Mise à jour du 19 mars 2014 : Une recommandation temporaire d’utilisation est accordée au baclofène.
Médecins spécialistes et patients alcoolodépendants l’attendent depuis des mois. C’est désormais officiel : la recommandation temporaire d’utilisation (RTU) du baclofène pour le traitement de l’alcoolisme devrait être effective « d’ici la fin mars », indique-t-on à l’Agence nationale de sécurité du médicament (ANSM). Délivré en France depuis une quarantaine d’années comme relaxant musculaire, ce médicament pourra donc être prescrit légalement pendant trois ans par les médecins en dehors de son autorisation de mise sur le marché (AMM) initiale. C’est la toute première fois qu’une RTU sera délivrée par l’ANSM depuis la promulgation de la loi du 29 décembre 2011 sur le renforcement de la sécurité sanitaire du médicament. La nouveauté du dispositif explique, selon l’agence, les délais particulièrement longs de mise en œuvre.
Avant de donner son feu vert, l’ANSM attend encore, pour la mi-mars, un avis favorable de la Commission nationale de l’informatique et des libertés (Cnil). La RTU implique en effet un « suivi particulièrement attentif des patients à partir d’une base de données qui contiendra des informations relatives à leur alcoolodépendance. Il y a donc des précautions à prendre », précise l’ANSM. Concrètement, la Cnil doit s’assurer que le protocole de suivi élaboré par cette dernière garantit bien la confidentialité des informations personnelles des patients et le respect de leur vie privée.
Cadre réglementaire rassurant
Pour les malades, dont l’impatience se faisait de plus en plus pressante ces derniers jours, il s’agit d’une grande avancée.
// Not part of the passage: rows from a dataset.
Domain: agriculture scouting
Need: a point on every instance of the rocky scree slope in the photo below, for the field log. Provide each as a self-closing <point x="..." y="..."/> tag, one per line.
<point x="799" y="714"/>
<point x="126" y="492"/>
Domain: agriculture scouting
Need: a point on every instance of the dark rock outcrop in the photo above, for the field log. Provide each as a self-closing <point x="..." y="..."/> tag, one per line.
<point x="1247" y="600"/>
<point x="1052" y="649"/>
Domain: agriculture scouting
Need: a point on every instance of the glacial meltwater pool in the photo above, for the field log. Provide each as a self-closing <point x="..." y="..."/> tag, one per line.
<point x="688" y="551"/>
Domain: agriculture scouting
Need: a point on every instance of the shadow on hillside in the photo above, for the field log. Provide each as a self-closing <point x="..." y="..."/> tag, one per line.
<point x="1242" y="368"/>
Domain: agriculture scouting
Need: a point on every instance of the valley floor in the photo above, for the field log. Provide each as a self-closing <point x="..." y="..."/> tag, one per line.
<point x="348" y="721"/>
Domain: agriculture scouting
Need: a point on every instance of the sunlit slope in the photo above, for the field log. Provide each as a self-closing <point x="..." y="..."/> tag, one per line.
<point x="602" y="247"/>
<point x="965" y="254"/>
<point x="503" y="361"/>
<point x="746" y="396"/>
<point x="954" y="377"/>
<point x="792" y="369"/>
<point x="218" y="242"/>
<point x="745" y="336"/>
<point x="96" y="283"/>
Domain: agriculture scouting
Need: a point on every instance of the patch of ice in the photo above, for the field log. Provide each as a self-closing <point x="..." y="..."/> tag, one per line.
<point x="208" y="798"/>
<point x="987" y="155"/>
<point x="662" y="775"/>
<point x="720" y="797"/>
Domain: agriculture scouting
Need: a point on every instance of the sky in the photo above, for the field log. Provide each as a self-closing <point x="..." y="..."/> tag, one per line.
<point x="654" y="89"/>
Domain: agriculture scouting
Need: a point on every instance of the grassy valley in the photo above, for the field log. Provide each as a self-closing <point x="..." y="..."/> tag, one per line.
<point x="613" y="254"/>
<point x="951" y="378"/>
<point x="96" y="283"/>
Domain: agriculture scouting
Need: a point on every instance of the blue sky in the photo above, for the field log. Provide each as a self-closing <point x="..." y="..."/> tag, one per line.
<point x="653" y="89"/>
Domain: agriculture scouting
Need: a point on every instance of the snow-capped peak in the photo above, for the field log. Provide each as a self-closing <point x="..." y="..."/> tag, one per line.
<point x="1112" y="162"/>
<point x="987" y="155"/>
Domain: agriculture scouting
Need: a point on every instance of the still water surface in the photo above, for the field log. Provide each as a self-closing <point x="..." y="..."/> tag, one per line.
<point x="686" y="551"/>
Bien que le baclofène soit déjà prescrit officieusement – aux risques et périls des patients et du médecin – à de nombreux buveurs excessifs, la RTU permettra d’introduire un cadre réglementaire rassurant pour tout le monde. Et il était temps : d’après les données de 2012 du Comité technique de pharmacovigilance (CTPV), les ventes de baclofène augmentent considérablement (+ 52 % par rapport à 2011) et la moitié d’entre elles seraient faites hors AMM. Grâce à cette RTU, environ 100 000 patients devraient pouvoir être traités en toute légalité, avec un produit rendu célèbre par le livre Le dernier verre, paru en 2008. C’est dans cet ouvrage que le cardiologue Olivier Ameisen raconte comment il a soigné son alcoolisme grâce au baclofène. Une efficacité confirmée depuis par plusieurs études faisant état de taux d’efficacité de 60 à 70 %.
Effets indésirables
Attention, un tel chiffre ne doit cependant pas masquer les risques d’effets indésirables liés au produit. D’après le CTPV, en 2012, 263 cas ont été recensés, dont 90 jugés graves, avec une part majoritaire d’effets neurologiques et psychiatriques – notamment un fort risque suicidaire. Ces risques sont d’ailleurs confirmés par deux essais cliniques en cours, sur lesquels s’appuie l’ANSM pour élaborer la RTU. Les conditions de prescription seront donc strictes et il faudra attendre la délivrance officielle de la recommandation temporaire pour en connaître tous les détails, en particulier la posologie. On sait déjà que l’indication devrait être limitée aux cas d’échec des traitements disponibles avec AMM. Elle devrait porter, d’une part, sur l’aide au maintien de l’abstinence une fois le sevrage effectué et, d’autre part, sur la réduction de la consommation d’alcool chez les patients non sevrés, mais dont l’alcoolisme représente un haut risque sanitaire immédiat.